Resource Center
In a world where trust and accountability are paramount, Axon’s body-worn cameras (BWCs) serve as a vital tool in ensuring reliable evidence. But how does Axon approach building these cameras to provide an objective account of incidents in the field? And what is important to understand about the relationship between camera vision and human vision?
We spoke to Juha Alakarhu, VP of Imaging at Axon, to delve into the imaging and design principles behind Axon’s BWCs to uncover how they strike a balance between reflecting the most important aspects of human vision while maintaining objectivity.
Axon designs its BWCs with a singular mission: to provide trustworthy, objective video evidence that empowers law enforcement to be transparent with their communities. In a world rife with misinformation and AI-manipulated content such as deepfakes, Axon focuses on secure, tamper-proof, true-to-life imaging. Ensuring consistent, high-quality footage that accurately reflects the truth means, for instance, avoiding AI-generated artifacts that could distort reality.
“What we want to do here is [ensure our cameras] generate video that our customers can trust. [The camera] is not adding anything that was not there. It's true to life,” says Alakarhu.
From the hardware design to secure evidence storage, everything in Axon body-worn cameras is engineered to ensure the footage remains unaltered and authentic. Unlike consumer devices, which may prioritize enhancing or altering imagery, Axon cameras are built to capture reality as it is, without unnecessary processing that could introduce artifacts or inaccuracies. The footage is securely uploaded to the Axon Evidence platform, complete with configurable permissions and audit trails, ensuring its integrity throughout the process.

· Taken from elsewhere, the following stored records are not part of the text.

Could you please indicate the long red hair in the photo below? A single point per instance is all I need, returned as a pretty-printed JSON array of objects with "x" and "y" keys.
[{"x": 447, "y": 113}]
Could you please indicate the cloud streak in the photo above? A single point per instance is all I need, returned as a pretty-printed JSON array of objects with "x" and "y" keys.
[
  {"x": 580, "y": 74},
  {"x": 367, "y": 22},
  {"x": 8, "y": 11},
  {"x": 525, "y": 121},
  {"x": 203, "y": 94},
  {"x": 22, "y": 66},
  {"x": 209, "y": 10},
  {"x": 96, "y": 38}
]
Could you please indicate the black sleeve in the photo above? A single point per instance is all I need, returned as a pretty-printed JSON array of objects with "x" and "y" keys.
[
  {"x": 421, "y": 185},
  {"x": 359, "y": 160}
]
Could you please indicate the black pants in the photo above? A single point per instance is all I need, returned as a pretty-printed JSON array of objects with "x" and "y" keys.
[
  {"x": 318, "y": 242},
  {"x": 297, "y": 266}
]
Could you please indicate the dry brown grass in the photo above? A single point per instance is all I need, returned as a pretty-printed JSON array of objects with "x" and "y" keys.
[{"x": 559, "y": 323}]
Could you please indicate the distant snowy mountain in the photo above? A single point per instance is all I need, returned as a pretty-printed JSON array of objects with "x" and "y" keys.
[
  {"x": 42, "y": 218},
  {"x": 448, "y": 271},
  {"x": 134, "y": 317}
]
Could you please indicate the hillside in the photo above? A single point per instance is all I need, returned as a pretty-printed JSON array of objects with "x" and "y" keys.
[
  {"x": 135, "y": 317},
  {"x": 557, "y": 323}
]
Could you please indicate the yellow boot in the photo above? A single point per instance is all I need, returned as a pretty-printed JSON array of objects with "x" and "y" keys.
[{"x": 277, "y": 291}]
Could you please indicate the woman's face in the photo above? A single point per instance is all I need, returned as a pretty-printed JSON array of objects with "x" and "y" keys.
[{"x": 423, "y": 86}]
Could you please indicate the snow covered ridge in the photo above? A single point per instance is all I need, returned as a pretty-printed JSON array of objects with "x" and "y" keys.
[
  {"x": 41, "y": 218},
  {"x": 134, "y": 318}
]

Reliability and clarity are at the core of Axon’s imaging principles. Every design decision, from field of view (FOV) to low-light performance, is rooted in ensuring that the cameras support law enforcement professionals in the most challenging scenarios. This philosophy is backed by decades of expertise from Alakarhu’s talented team of camera specialists dedicated to understanding and anticipating user needs.
Body-worn cameras are invaluable tools for precisely documenting the events as they unfold, and having multiple cameras on scene from different angles enhances the overall picture of the incident. However, no camera, no matter the angle, can fully prove or disprove an individual’s perception of a given moment during the incident—whether that person is a member of the public or an officer. The most effective approach to protecting lives and advancing justice combines comprehensive camera footage with thorough, real-time reporting, sound investigative practices, and transparent accountability measures.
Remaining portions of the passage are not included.